武器はロマン
例によって昨日の記憶はない。
味噌と鰹節をお湯でといただけの味噌汁とパックのままの豆腐に冷凍枝豆を食べながら昨日の配信アーカイブを確認している。
昨日はヨイドレの武器選びと銘打って配信してた。
画面の中では酔っ払いバージョンでたくさんの武器を振り回している。
何回かの探索で貯めたお金で安い武器をたくさん買ったのだ。
チャンネル登録者も順調に増え5万人に到達している。ありがたいことだ。
本当はアーカイブを編集して動画にしたり、ショート動画を作成しする必要があるのかもしれないが、現状では有志の切り抜き動画に新規視聴者の呼び込みを頼っている状態だ。
自分でやるのは面倒くさいし働かないと決めたのにどうかと思う。
やるとしたら、どこかに依頼するか、税金対策のために会社は立ち上げるつもりだから雇うこともできる。
ともあれ、武器の選定だ。
本当に色んな種類の武器を用意した。
直剣、曲剣、両手剣、短剣、細剣、大剣、双剣、鉈、斧、斧槍、鉈槍、棍棒、鎚、鎌、弓、暗器、銃、などなど…。
メジャーな物から誰も知らないだろというようなものまでとにかく集めまくった。
二週間はかかったな。お金もかかった。
途中から楽しくなってしまってやめ時を見失ってしまった感はあるが、そのおかげで僕の武器コレクションは潤沢である。
動画を見ていると、ほとんどの武器をある程度扱えるようだった。
なんだ、コイツ。
コレだけ集めれば一つは他より一段と得意な武器が見つかるかと思ったが、横並びである。

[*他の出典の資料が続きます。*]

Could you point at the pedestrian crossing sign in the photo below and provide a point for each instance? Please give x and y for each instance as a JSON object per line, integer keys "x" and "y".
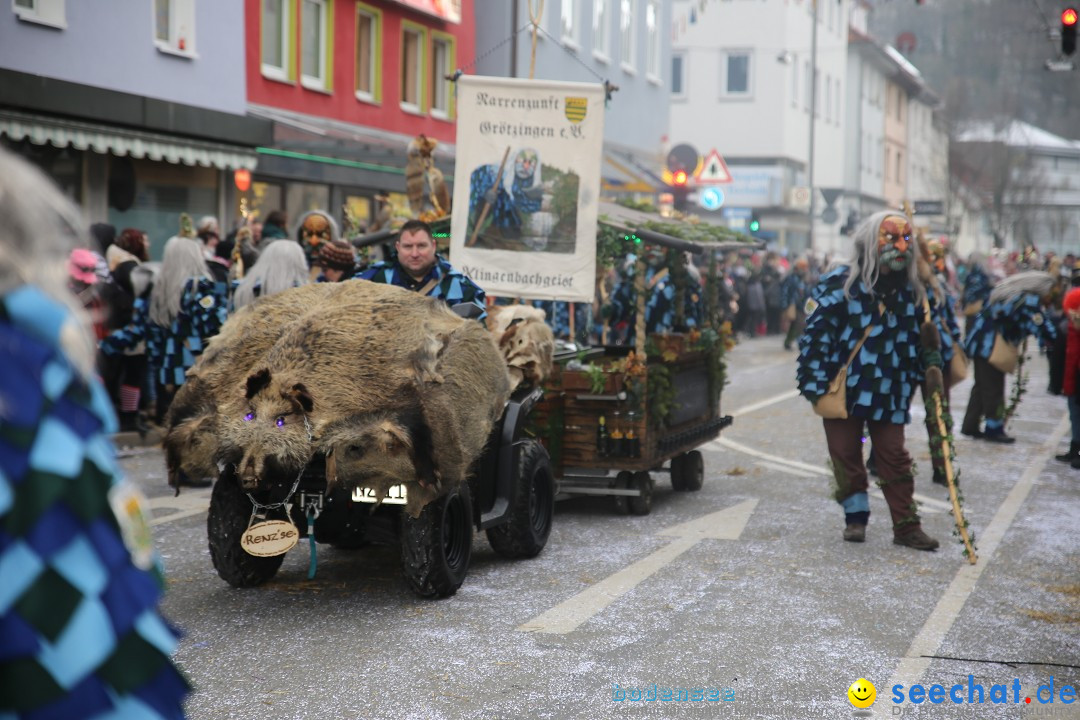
{"x": 714, "y": 171}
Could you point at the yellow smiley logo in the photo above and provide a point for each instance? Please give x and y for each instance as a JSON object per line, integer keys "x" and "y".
{"x": 862, "y": 693}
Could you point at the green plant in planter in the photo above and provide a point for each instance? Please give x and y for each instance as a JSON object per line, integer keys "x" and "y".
{"x": 597, "y": 378}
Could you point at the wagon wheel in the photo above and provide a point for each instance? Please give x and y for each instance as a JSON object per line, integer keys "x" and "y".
{"x": 678, "y": 481}
{"x": 642, "y": 504}
{"x": 622, "y": 481}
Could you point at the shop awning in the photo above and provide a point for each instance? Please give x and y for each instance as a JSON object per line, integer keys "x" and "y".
{"x": 61, "y": 132}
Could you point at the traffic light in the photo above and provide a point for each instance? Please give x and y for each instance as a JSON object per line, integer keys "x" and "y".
{"x": 679, "y": 191}
{"x": 1068, "y": 31}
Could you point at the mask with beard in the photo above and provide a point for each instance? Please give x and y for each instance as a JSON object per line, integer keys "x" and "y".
{"x": 895, "y": 246}
{"x": 315, "y": 230}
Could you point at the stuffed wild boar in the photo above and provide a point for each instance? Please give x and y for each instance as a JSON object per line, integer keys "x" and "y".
{"x": 391, "y": 385}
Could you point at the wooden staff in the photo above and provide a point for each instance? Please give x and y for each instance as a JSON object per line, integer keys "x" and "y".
{"x": 487, "y": 205}
{"x": 933, "y": 398}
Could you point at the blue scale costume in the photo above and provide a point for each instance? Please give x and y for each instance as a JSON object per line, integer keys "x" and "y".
{"x": 976, "y": 287}
{"x": 80, "y": 634}
{"x": 172, "y": 351}
{"x": 450, "y": 285}
{"x": 887, "y": 369}
{"x": 659, "y": 307}
{"x": 1014, "y": 320}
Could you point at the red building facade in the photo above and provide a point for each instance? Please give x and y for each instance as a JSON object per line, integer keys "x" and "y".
{"x": 348, "y": 84}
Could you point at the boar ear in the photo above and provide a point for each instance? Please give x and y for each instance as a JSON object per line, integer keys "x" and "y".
{"x": 257, "y": 382}
{"x": 300, "y": 395}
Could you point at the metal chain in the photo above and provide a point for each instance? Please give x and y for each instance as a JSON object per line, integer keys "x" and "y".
{"x": 256, "y": 505}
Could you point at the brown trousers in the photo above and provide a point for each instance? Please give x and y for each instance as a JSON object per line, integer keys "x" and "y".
{"x": 987, "y": 396}
{"x": 845, "y": 439}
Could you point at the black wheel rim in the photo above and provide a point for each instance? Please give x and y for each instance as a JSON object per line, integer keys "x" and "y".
{"x": 539, "y": 502}
{"x": 455, "y": 531}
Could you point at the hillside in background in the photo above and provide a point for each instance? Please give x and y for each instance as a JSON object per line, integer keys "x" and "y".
{"x": 985, "y": 58}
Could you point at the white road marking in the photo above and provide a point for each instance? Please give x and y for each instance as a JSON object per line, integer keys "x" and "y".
{"x": 929, "y": 639}
{"x": 188, "y": 503}
{"x": 784, "y": 469}
{"x": 931, "y": 505}
{"x": 568, "y": 615}
{"x": 766, "y": 403}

こうなると自分の戦闘スタイル、強みに合わせて絞っていくしかない。
酔っ払いバージョンの僕の強みは戦闘IQの高さにあると思う。特段、速くも、力強くもない僕が終始相手を圧倒しているのは一つ一つの動きが次に、そのまた次に繋がって僕の独壇場が形成されている。
そしてなにより自由でトリッキーな動き。型にはまらない意味のわからない派手な動きが相手の読みをかわし、確実に相手を積みの盤面へと導いている。
相手の意表を突き、自分ペースに持ち込み、ずっとそのまま。
それが僕の強さの真骨頂だ。
それと相性がいいのは手数の増える武器、丈夫で多少雑に扱っても構わない武器、自分の動きを制限しない武器。
なにより自分が気に入った武器。
…コレが1番大事かもしれない。なんせ大体どんな武器でも僕の強みを消すことはないのだから。
そんな事をうんうん悩み、二日酔いの頭痛と合わせて寝込み、翌日。
決めた。
爽やかな朝日に選んだ武器を掲げた。
左手にはシンプルで丈夫そうな形状の片刃の短剣。
使い勝手の良さ、取り回しの良さ、できることの多さでいったらコレに勝るものはない。
いろんな武器を手に取ってみたが、この手の中におさまり、こねくり回せるミニマムな感じがとてもいい。
腰の後ろに2本、左腿に1本。
切ってよし、突いてよし、投げてよし、受け流してよし。
主武器というよりサブ武器として運用する予定だ。
右手にはマカナ。
木の板に溝をほり、黒曜石の刃を挟んだ木剣である。
アステカやマヤ文明で使われていた刀剣で、トドメを指すというより行動不能にして人間の生贄を用意するのに最適だったらしい。
コレに関してはもう趣味だ。
見た目がかっこいい。エキゾチックで奇妙な温かみがあるのだ。武器集めの時一目見て、この武器に決まりそうと予感はあった。
使ってみた感想としては「とりまわしも悪くないし、モンスターに普通の刀傷より肉をこそぎ落としてひどい怪我を与えられるし、手に馴染む。切れ味は良くないが、熟練すればモンスターを真っ二つにすることもできそうだ」とのこと。
使ってみて悪くないのなら、この武器の魅力には抗えない。
ということで、マカナが僕のメイン装備になった。
他にも使ってみたい武器はたくさんあった。
幸い、僕は扱えない武器はなさそうなので配信のネタとして違う武器で戦う日も作ろうと思う。
鏡の前でマカナを右手に、短剣を左手に逆手で持つ。
思わずにやけた。
よし。今日はダンジョンに行こう。